Most REs leave base overhang or “sticky-ends” which allow for more efficient ligation with T4 DNA ligase. Meridian vectors contain multiple cloning sites for compatibility with majority of REs. If using genomic DNA from eukaryotic cells, it will likely be heavily methylated, thus the chosen vector/host must be mcr mutant in order to not degrade the insert – Meridian offer a range of such cells for these situations.
Many cloning applications utilize PCR products of specific genes or areas of interest and these can either be blunt-end (if using a DNA polymerase with proof-reading capability), or have an A-overhang if using non-proofreading Taq or Tht polymerases. The addition of the nucleoside adenosine to the 3’-end of amplicons during PCR is a characteristic that is often utilized in cloning workflows to avoid additional use of REs and many vectors including a compatible T-overhang for streamlined and efficient ligation.
Plasmid, Phage or F’- episome Vectors
Bacterial plasmids are a common choice for cloning vectors, as they contain all genetic elements for replication and are easily isolated from transformed cells for downstream applications.
Typically plasmids can effectively carry an insert between 5-10 kb and some are specially formulated to carry larger inserts up to about 15 kb. For applications that require even larger inserts, phage vectors are typically employed. Lambda bacteriophage vectors can typically carry up to 24 kb and have 10-100x greater transformation efficiency in E.coli competent cells, however downstream isolation is more complicated compared with plasmid isolation.
Some plasmids can also be incorporated into the bacterial host chromosome and these are referred to as episomes. Filamentous phage can package single-stranded DNA inserts and F’ episome hosts can incorporate these, typically with high transformation efficiency (>50%). Single-stranded DNA clones are useful for downstream applications such as site-directed mutagenesis or sequencing with dideoxynucleotides.
Competent Cell Characteristics
The majority of competent cells on the market are known as chemically competent, treated with salt wash that disrupts the membrane for easy uptake of the vector.
The advantage of using chemically competent cells is that no specialized equipment is required, however cells that are treated with an electroporation device – electrocompetent cells - have higher transformation efficiency.
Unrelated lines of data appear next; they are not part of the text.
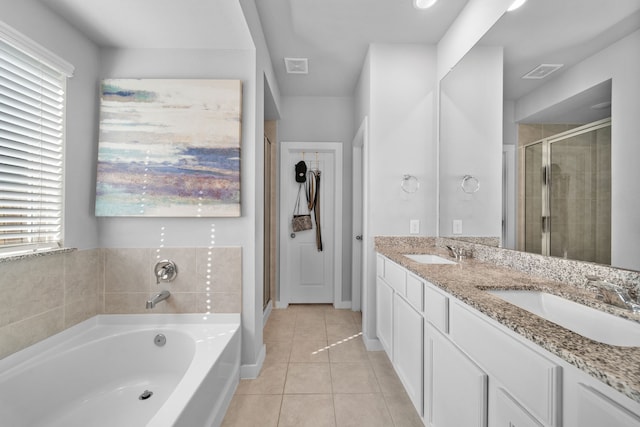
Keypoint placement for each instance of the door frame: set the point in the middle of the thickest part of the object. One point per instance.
(359, 220)
(334, 148)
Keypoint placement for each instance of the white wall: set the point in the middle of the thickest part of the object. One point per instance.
(38, 23)
(475, 19)
(471, 109)
(397, 91)
(325, 119)
(621, 63)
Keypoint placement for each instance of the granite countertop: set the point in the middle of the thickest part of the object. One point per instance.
(618, 367)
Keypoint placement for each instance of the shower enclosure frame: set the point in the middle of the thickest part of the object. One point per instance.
(545, 176)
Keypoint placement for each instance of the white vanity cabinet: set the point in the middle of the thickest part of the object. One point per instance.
(400, 324)
(456, 389)
(407, 348)
(384, 315)
(462, 368)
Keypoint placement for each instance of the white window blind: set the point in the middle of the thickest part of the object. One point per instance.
(32, 105)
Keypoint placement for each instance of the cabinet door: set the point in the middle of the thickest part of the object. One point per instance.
(457, 388)
(407, 349)
(509, 413)
(597, 410)
(384, 315)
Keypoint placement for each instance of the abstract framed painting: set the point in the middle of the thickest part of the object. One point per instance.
(169, 148)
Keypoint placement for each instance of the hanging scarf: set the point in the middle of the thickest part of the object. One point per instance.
(313, 200)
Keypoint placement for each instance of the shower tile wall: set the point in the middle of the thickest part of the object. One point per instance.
(46, 294)
(583, 196)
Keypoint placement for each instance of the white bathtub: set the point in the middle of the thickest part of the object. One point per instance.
(94, 373)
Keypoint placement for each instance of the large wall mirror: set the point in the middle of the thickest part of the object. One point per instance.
(554, 154)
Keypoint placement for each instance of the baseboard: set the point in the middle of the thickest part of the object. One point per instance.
(251, 372)
(372, 344)
(342, 305)
(267, 312)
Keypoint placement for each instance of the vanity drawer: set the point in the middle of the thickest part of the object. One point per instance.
(530, 377)
(415, 286)
(395, 276)
(436, 308)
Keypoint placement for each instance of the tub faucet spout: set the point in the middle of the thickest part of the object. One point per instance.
(157, 298)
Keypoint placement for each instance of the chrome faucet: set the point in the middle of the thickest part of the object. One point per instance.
(459, 253)
(453, 251)
(614, 294)
(165, 271)
(157, 298)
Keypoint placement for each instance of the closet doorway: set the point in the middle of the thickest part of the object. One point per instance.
(565, 194)
(310, 272)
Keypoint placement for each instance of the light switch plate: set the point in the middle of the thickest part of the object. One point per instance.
(457, 226)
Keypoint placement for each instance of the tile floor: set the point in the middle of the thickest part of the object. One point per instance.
(318, 373)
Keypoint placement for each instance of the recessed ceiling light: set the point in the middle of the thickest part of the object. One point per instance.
(516, 4)
(423, 4)
(542, 71)
(296, 65)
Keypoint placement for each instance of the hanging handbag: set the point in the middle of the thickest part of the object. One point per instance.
(300, 222)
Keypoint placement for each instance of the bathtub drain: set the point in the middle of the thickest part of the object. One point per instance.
(160, 340)
(145, 395)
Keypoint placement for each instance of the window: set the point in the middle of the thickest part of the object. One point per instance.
(32, 107)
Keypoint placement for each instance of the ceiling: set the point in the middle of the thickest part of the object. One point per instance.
(150, 24)
(335, 34)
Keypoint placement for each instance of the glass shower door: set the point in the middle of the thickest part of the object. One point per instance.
(567, 194)
(580, 196)
(534, 197)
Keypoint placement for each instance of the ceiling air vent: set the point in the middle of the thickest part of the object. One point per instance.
(542, 71)
(296, 65)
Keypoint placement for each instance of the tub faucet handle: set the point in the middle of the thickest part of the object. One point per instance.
(165, 271)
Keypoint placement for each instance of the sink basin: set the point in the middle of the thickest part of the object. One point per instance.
(587, 321)
(429, 259)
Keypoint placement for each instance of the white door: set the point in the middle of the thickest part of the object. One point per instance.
(358, 221)
(310, 275)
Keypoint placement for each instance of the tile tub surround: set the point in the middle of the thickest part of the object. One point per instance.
(47, 293)
(467, 281)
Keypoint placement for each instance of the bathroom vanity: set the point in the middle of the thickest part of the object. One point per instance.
(455, 345)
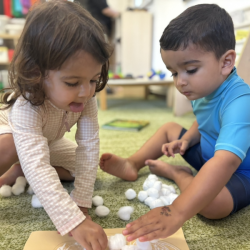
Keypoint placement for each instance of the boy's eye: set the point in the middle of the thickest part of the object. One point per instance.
(71, 84)
(191, 71)
(94, 81)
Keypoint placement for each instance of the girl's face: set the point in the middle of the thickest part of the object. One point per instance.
(74, 84)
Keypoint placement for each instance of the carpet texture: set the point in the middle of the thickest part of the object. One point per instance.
(18, 219)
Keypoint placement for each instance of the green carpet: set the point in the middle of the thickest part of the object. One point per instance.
(18, 219)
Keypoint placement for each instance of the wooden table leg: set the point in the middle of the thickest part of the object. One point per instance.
(103, 99)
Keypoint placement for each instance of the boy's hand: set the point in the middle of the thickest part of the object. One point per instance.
(158, 223)
(85, 211)
(175, 147)
(90, 235)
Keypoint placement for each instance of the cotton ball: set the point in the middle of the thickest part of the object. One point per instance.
(130, 194)
(129, 247)
(172, 189)
(153, 176)
(149, 200)
(125, 212)
(156, 203)
(117, 241)
(166, 200)
(152, 192)
(154, 241)
(30, 190)
(21, 180)
(165, 191)
(157, 185)
(97, 201)
(17, 189)
(102, 211)
(35, 202)
(146, 245)
(142, 195)
(148, 184)
(5, 191)
(172, 197)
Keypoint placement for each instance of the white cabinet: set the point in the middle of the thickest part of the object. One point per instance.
(133, 38)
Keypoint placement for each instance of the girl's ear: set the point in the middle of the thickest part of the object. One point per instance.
(228, 61)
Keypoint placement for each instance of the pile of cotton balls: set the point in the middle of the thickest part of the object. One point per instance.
(118, 241)
(155, 194)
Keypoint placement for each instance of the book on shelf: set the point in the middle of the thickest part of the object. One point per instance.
(126, 125)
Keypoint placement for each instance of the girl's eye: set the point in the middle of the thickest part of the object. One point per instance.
(71, 84)
(94, 81)
(191, 71)
(174, 75)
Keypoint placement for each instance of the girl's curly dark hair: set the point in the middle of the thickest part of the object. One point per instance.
(54, 31)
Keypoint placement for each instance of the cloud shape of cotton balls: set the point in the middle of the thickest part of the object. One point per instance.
(125, 212)
(97, 201)
(130, 194)
(155, 194)
(102, 211)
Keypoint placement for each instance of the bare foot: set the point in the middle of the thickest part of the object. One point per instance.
(118, 166)
(166, 170)
(9, 177)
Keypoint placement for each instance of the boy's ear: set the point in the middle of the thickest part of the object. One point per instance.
(228, 61)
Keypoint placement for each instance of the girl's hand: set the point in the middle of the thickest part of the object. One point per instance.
(90, 235)
(160, 222)
(175, 147)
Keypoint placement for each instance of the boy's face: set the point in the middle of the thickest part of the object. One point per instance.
(70, 87)
(196, 73)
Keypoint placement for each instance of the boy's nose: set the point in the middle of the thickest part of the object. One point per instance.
(181, 82)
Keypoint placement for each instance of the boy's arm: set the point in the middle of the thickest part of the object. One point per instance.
(164, 221)
(207, 184)
(192, 135)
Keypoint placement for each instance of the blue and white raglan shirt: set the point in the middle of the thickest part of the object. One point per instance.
(224, 121)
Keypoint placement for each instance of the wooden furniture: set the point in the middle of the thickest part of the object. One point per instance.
(135, 83)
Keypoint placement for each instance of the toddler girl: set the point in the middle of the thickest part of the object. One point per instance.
(60, 62)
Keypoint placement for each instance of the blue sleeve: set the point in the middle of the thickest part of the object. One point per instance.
(234, 134)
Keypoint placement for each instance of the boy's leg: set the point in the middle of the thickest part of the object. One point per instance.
(8, 157)
(127, 168)
(219, 208)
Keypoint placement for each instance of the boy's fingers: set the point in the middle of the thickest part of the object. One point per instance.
(155, 235)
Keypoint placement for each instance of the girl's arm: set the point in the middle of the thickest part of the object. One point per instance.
(87, 155)
(32, 148)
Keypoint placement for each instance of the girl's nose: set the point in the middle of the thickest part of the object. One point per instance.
(84, 90)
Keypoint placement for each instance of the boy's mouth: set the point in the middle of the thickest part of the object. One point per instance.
(76, 107)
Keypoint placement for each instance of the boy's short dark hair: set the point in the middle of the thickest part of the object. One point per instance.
(207, 26)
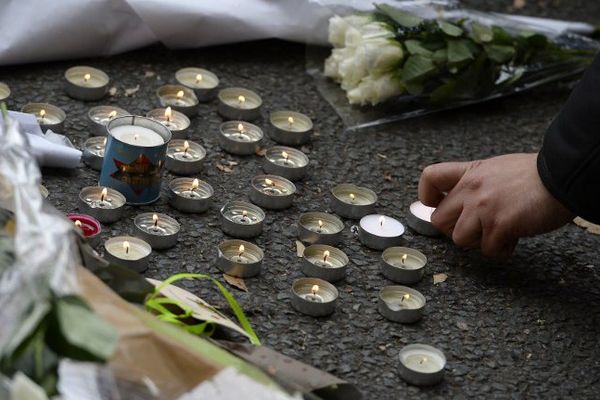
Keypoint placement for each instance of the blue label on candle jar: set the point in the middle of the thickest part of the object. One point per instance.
(134, 170)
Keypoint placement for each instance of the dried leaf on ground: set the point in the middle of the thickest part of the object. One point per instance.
(299, 248)
(589, 227)
(439, 278)
(131, 91)
(235, 282)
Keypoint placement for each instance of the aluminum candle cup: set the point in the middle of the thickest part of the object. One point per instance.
(421, 364)
(314, 297)
(320, 227)
(86, 83)
(179, 98)
(103, 203)
(351, 201)
(178, 123)
(324, 262)
(128, 251)
(203, 82)
(290, 128)
(47, 115)
(242, 220)
(239, 137)
(185, 157)
(93, 152)
(239, 258)
(419, 219)
(100, 116)
(239, 104)
(4, 91)
(403, 265)
(190, 195)
(87, 226)
(287, 162)
(379, 232)
(134, 158)
(272, 192)
(159, 230)
(401, 304)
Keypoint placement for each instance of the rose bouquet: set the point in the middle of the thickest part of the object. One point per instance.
(462, 56)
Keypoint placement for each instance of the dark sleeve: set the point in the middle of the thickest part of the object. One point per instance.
(569, 162)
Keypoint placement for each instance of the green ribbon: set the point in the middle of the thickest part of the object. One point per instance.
(158, 305)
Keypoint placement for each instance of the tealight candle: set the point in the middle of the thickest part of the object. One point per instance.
(100, 116)
(239, 258)
(86, 83)
(104, 204)
(272, 192)
(314, 297)
(287, 162)
(401, 304)
(379, 232)
(242, 220)
(134, 158)
(203, 82)
(419, 219)
(290, 128)
(178, 123)
(351, 201)
(239, 104)
(324, 262)
(47, 115)
(179, 98)
(93, 152)
(190, 195)
(128, 251)
(185, 157)
(239, 137)
(87, 226)
(320, 227)
(159, 230)
(4, 91)
(421, 364)
(403, 265)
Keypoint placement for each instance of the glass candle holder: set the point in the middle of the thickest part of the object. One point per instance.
(290, 128)
(242, 220)
(239, 104)
(284, 161)
(47, 115)
(324, 262)
(100, 116)
(86, 83)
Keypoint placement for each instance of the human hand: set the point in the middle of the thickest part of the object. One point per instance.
(491, 203)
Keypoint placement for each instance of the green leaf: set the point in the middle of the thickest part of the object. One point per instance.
(450, 29)
(416, 67)
(500, 54)
(415, 47)
(402, 18)
(481, 33)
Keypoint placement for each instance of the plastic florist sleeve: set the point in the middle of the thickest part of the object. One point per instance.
(414, 58)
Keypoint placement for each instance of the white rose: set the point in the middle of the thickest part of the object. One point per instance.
(373, 90)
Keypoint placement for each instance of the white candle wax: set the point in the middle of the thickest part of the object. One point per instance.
(137, 136)
(389, 228)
All of the competent cells from Meridian are recombination and endonuclease deficient, improving vector stability and transformation efficiency, plus they are all compatible with X-gal mediated blue/white colony selection. In blue/white screening, vectors containing an insert disrupt β-galactosidase activity and have no ability to convert X-gal medium to blue, thus positive clones will appear as white colonies, while transformed cells without an insert grow blue.
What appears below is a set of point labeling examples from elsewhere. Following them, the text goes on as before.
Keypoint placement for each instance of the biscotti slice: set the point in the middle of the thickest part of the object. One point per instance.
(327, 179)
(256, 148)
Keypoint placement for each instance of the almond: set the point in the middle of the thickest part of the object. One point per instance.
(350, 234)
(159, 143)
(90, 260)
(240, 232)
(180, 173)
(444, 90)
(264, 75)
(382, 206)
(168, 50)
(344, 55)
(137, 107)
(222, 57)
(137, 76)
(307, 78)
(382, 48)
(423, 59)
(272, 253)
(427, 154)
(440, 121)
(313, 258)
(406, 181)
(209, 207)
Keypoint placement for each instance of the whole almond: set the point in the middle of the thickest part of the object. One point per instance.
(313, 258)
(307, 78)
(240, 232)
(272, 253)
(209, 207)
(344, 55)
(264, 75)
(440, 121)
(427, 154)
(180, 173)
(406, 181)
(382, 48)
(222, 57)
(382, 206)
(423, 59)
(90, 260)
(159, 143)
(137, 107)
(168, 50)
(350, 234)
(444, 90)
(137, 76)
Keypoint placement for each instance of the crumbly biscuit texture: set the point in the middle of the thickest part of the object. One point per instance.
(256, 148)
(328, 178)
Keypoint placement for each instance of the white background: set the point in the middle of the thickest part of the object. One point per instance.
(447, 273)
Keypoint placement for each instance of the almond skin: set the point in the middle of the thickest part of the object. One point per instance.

DNA cloning forms the precursor to many molecular biology workflows, providing a mechanism to produce large quantities of particular segments of DNA which can be used for a variety of research and applied science purposes.
The human genome sequencing project utilized large-scale DNA clone libraries produced with random fragmented genomic DNA that was subject to several rounds of dideoxy sequencing. This approach, known as ‘shot-gun’ sequencing, allows multiple, overlapping reads to be assembled into continuous long-reads that ultimately enabled the full genome sequence to be determined. Gene clone and DNA clone libraries continue to be an effective an efficient method to characterize populations, genomes, or specific genes of interest with downstream sequencing techniques.
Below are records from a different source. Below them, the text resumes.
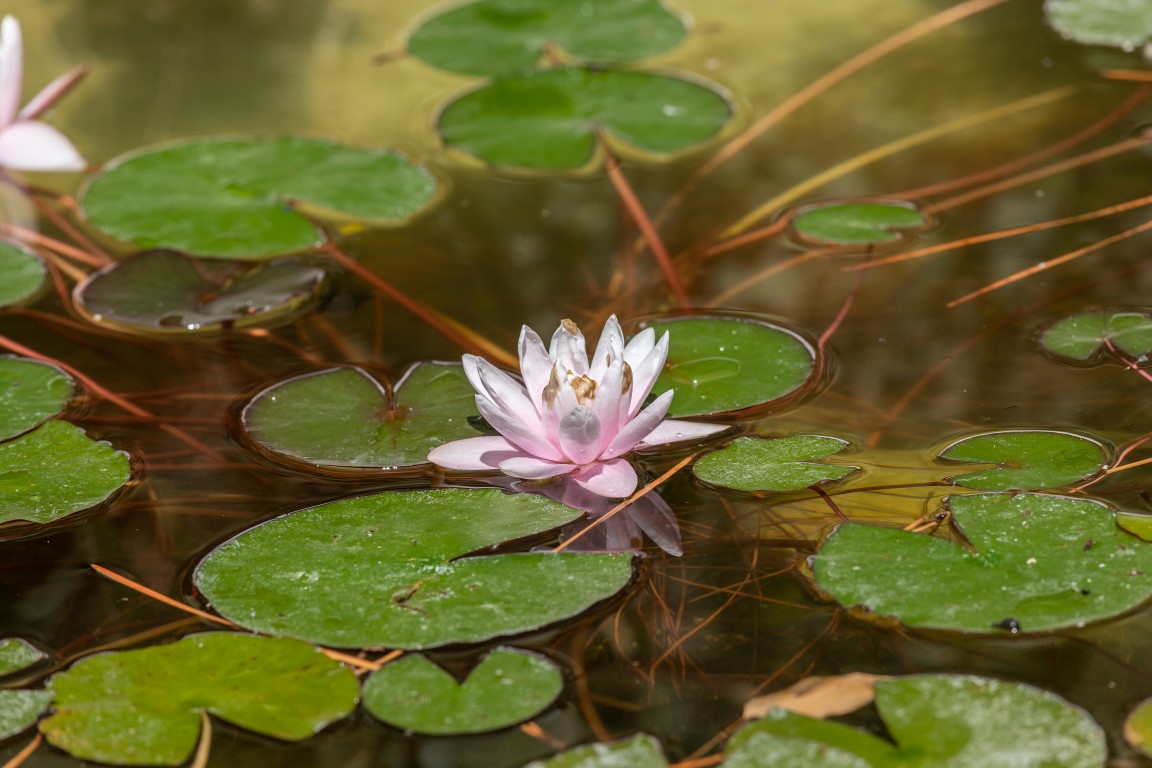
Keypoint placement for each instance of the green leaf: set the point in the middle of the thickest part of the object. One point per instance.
(779, 464)
(57, 470)
(857, 223)
(1030, 459)
(935, 720)
(550, 120)
(719, 364)
(342, 417)
(31, 392)
(388, 570)
(143, 706)
(502, 37)
(244, 199)
(1040, 562)
(507, 687)
(167, 293)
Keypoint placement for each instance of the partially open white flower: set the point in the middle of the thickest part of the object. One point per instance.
(571, 416)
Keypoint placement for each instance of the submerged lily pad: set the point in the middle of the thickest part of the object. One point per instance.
(1030, 459)
(508, 686)
(719, 364)
(142, 707)
(388, 570)
(342, 417)
(779, 464)
(167, 293)
(247, 199)
(551, 119)
(1040, 562)
(499, 37)
(934, 720)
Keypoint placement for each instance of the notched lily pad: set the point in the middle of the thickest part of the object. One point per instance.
(389, 570)
(773, 464)
(1037, 562)
(342, 418)
(168, 293)
(143, 707)
(551, 120)
(507, 687)
(1030, 459)
(247, 199)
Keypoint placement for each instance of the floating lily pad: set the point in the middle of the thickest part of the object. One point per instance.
(934, 720)
(57, 470)
(245, 199)
(21, 273)
(1039, 562)
(719, 364)
(857, 223)
(167, 293)
(388, 570)
(779, 464)
(507, 687)
(142, 707)
(31, 393)
(551, 119)
(342, 417)
(1030, 459)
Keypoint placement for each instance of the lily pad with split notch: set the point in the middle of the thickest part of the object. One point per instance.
(168, 293)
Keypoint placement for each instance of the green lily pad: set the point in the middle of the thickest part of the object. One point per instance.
(21, 273)
(501, 37)
(857, 223)
(142, 707)
(1030, 459)
(641, 751)
(507, 687)
(779, 464)
(167, 293)
(1119, 23)
(245, 199)
(57, 470)
(720, 364)
(31, 392)
(550, 120)
(388, 570)
(934, 720)
(341, 418)
(1040, 562)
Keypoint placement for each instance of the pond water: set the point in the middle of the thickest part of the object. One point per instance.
(698, 635)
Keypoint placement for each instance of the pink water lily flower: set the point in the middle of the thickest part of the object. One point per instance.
(571, 415)
(25, 143)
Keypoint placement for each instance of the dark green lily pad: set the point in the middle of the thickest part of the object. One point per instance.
(550, 120)
(1040, 562)
(719, 364)
(57, 470)
(1030, 459)
(21, 273)
(387, 570)
(1119, 23)
(342, 417)
(857, 223)
(245, 199)
(779, 464)
(31, 392)
(934, 720)
(502, 37)
(507, 687)
(142, 707)
(167, 293)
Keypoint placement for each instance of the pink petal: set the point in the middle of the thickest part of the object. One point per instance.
(614, 479)
(474, 454)
(30, 145)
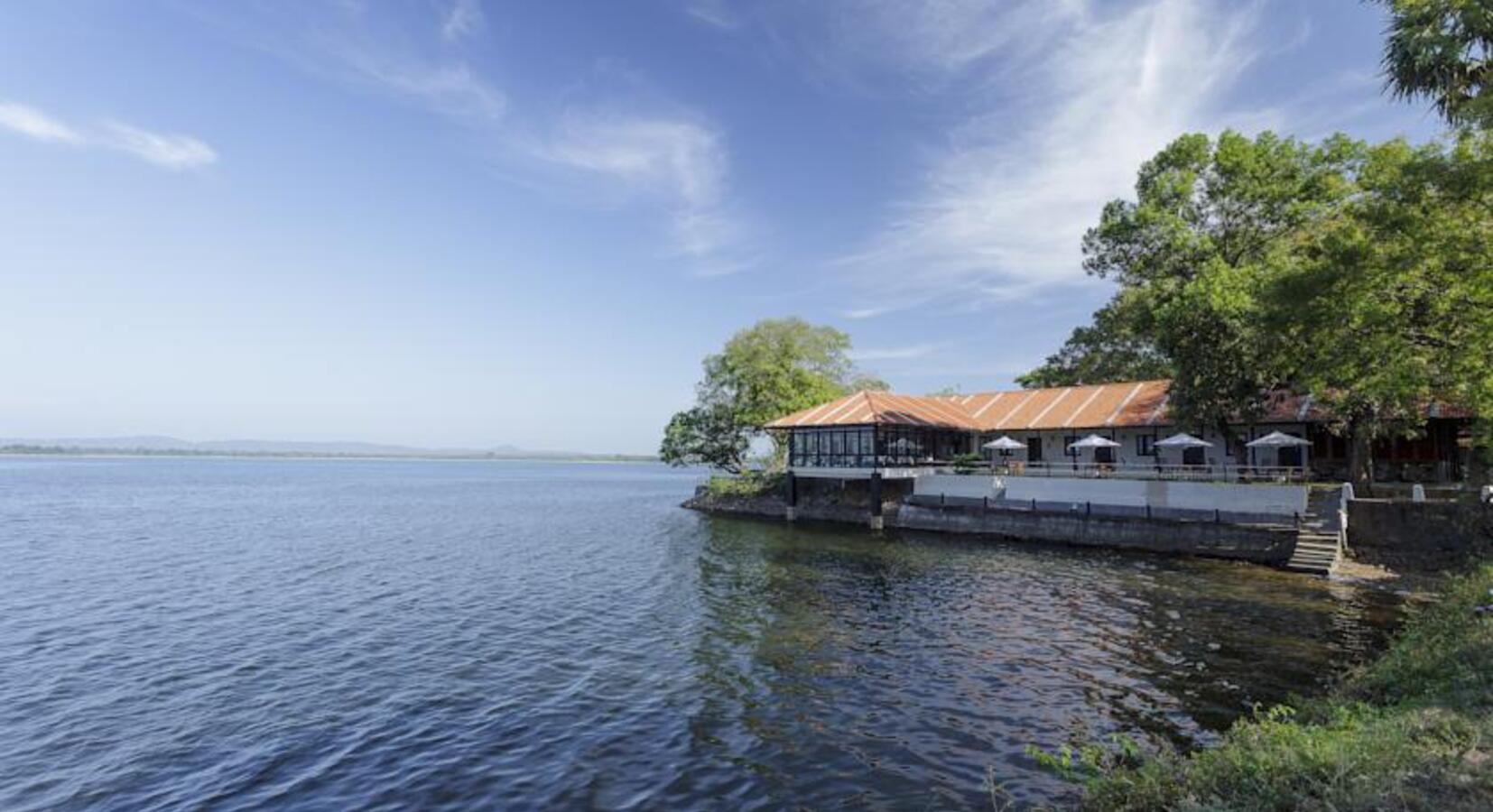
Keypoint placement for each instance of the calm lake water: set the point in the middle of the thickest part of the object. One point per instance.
(338, 634)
Cloning workflows can also be employed to support the study of the structure and biological activity of genes, such as using site-directed mutagenesis in an effort to alter gene property or function. Synthetic gene copies containing the desired mutation are used as inserts and cloned to produce multiple copies of the mutated gene for downstream applications. DNA cloning can also be used for protein production, although in practice providing the appropriate conditions for active protein production is complex due to the specific requirements for folding, stability and transportation.